The Crown suggested WM stood for Workington Massacre.
Facebook messages between Fletcher and his “only friend” Kyle Dixon were subsequently recovered which showed the defendant trying to persuade Mr Dixon to join him in the murderous attack.
Fletcher told Mr Dixon he had thought about killing others and then taking his own life since the age of 15 and they were “now like Eric and Dylan apart from they shot in a school”.
The court heard Mr Dixon was a young man with “significant problems” who had suffered a brain injury, and that his initial enthusiasm happily petered out.
On Tuesday, Judge Field told Fletcher: “The jury rejected your defence that your exchanges with Mr Dixon were no more than fantasy and the workings of a rather troubled mind.

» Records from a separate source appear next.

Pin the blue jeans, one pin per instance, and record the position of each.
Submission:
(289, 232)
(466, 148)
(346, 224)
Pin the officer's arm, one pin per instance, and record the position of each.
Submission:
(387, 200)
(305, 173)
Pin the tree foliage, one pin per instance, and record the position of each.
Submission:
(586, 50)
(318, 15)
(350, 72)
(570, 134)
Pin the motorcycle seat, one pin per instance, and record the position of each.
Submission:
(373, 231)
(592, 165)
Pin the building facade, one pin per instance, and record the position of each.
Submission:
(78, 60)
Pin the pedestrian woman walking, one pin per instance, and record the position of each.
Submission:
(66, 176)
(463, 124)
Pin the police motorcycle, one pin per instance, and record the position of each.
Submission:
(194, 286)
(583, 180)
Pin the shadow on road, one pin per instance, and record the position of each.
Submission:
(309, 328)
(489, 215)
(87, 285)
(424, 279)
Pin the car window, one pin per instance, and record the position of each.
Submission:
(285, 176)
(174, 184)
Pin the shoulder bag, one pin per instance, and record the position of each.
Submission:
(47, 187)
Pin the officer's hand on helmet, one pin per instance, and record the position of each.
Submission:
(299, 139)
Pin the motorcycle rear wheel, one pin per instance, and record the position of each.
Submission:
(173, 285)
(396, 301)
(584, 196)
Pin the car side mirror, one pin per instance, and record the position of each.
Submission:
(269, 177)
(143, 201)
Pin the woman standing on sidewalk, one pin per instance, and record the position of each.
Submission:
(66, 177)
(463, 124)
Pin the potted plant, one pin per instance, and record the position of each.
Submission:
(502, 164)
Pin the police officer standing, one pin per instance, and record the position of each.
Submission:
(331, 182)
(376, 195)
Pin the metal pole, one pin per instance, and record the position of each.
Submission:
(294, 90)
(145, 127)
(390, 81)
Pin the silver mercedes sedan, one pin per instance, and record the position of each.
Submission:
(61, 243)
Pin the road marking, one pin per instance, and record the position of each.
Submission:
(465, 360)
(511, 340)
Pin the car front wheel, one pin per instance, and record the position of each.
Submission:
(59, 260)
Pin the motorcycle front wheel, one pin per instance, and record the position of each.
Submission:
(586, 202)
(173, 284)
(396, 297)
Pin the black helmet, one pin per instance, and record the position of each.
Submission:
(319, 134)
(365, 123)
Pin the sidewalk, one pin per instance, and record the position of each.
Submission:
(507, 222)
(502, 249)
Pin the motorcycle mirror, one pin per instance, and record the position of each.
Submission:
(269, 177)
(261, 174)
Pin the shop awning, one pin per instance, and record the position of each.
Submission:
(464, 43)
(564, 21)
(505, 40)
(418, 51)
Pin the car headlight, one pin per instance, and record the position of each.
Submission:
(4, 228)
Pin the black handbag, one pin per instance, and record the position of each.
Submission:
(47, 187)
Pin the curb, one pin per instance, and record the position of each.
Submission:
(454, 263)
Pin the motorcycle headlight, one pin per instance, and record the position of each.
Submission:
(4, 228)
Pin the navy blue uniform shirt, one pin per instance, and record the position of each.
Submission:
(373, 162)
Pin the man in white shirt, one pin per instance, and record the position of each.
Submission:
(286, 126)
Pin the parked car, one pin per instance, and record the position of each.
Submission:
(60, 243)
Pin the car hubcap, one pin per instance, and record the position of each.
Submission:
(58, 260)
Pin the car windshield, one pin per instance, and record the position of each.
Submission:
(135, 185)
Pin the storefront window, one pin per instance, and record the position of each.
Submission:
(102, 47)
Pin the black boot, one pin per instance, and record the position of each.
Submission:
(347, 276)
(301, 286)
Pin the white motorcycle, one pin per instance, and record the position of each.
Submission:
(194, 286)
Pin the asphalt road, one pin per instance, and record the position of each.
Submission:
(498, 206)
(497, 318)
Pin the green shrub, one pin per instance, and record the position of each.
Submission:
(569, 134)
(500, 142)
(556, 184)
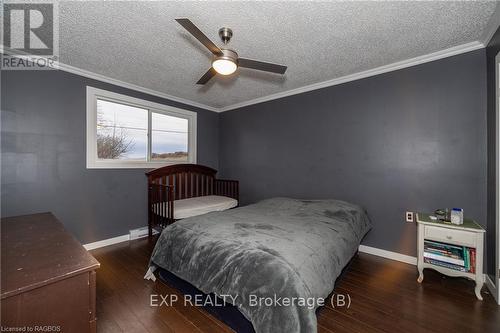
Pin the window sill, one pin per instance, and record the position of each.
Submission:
(131, 165)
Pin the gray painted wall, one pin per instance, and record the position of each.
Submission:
(43, 156)
(491, 51)
(413, 139)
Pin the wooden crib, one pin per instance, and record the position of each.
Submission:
(178, 182)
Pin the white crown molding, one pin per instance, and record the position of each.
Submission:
(464, 48)
(103, 78)
(492, 26)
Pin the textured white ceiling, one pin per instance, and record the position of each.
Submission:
(140, 43)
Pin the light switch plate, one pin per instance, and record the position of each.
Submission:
(409, 217)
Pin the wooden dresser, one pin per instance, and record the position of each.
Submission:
(47, 277)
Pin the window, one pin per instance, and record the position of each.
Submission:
(126, 132)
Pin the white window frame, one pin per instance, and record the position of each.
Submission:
(95, 163)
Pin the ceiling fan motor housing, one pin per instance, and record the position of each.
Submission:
(225, 34)
(228, 55)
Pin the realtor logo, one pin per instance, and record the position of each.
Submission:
(29, 36)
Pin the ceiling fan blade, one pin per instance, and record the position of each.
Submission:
(261, 66)
(207, 76)
(193, 30)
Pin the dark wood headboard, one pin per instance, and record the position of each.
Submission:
(182, 181)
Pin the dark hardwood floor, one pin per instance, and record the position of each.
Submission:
(384, 297)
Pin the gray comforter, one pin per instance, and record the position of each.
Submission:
(275, 249)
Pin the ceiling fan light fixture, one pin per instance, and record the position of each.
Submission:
(224, 66)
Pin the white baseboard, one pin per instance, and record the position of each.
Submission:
(491, 287)
(388, 254)
(106, 242)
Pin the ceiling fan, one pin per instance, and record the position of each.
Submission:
(226, 61)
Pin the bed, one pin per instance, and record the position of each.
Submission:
(185, 190)
(276, 248)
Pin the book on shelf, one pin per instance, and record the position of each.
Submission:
(460, 258)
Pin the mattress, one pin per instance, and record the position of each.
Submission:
(185, 208)
(276, 249)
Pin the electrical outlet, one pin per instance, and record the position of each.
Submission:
(409, 216)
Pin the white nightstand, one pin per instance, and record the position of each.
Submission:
(470, 234)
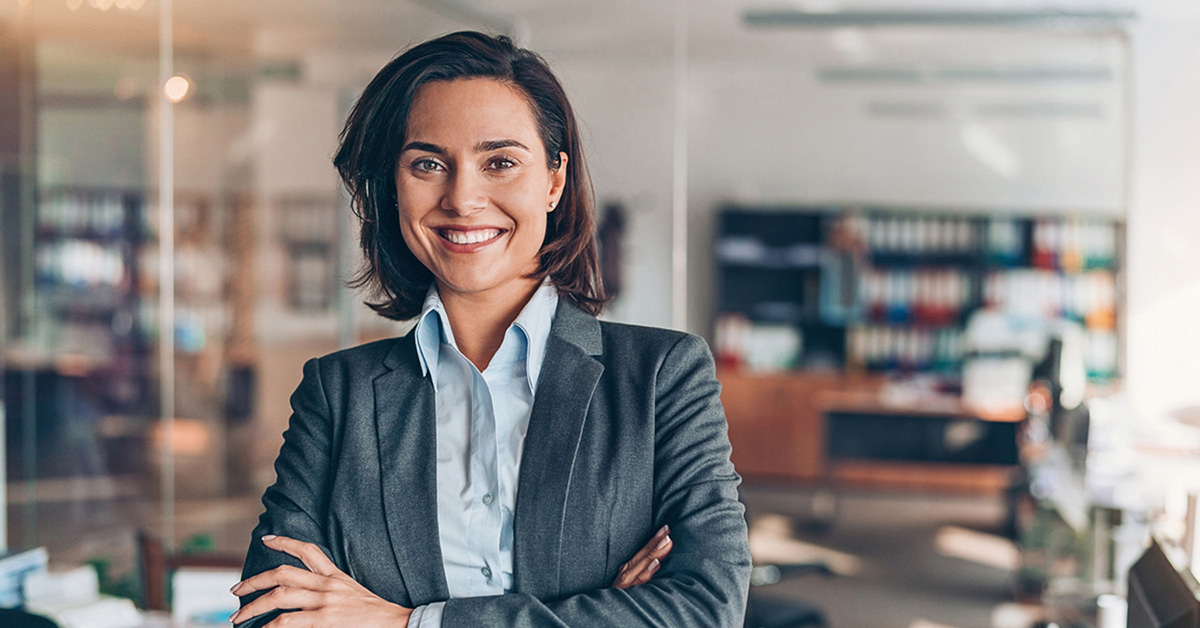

“This encouragement was real and your malign, hate-filled purpose was real too.”
He said Fletcher took steps to seek out potential supplies of gas canisters in Workington but conceded his level of preparations for a killing spree was “limited”.
Simon Csoka QC, mitigating, said there was a “very real likelihood” that his client had undiagnosed Asperger syndrome.
Fletcher had been on the end of acts of public humiliation in the town, which probably had stemmed from the undiagnosed condition and him being perceived at school as “weird”, he said.
He said: “The court is dealing with somebody who barely left his home and, some people may say, was afraid of his own shadow who really didn’t get beyond talk on Facebook Messenger.”
Following sentencing, Lee Ingham, of the Crown Prosecution Service’s counter terrorism division said: “Like the mass murderers he admired, Shane Fletcher wanted to achieve notoriety by committing a killing spree of his own.
“The court found this hate-consumed man to be a danger to the public and it is right he has been sentenced today to a lengthy spell in prison.”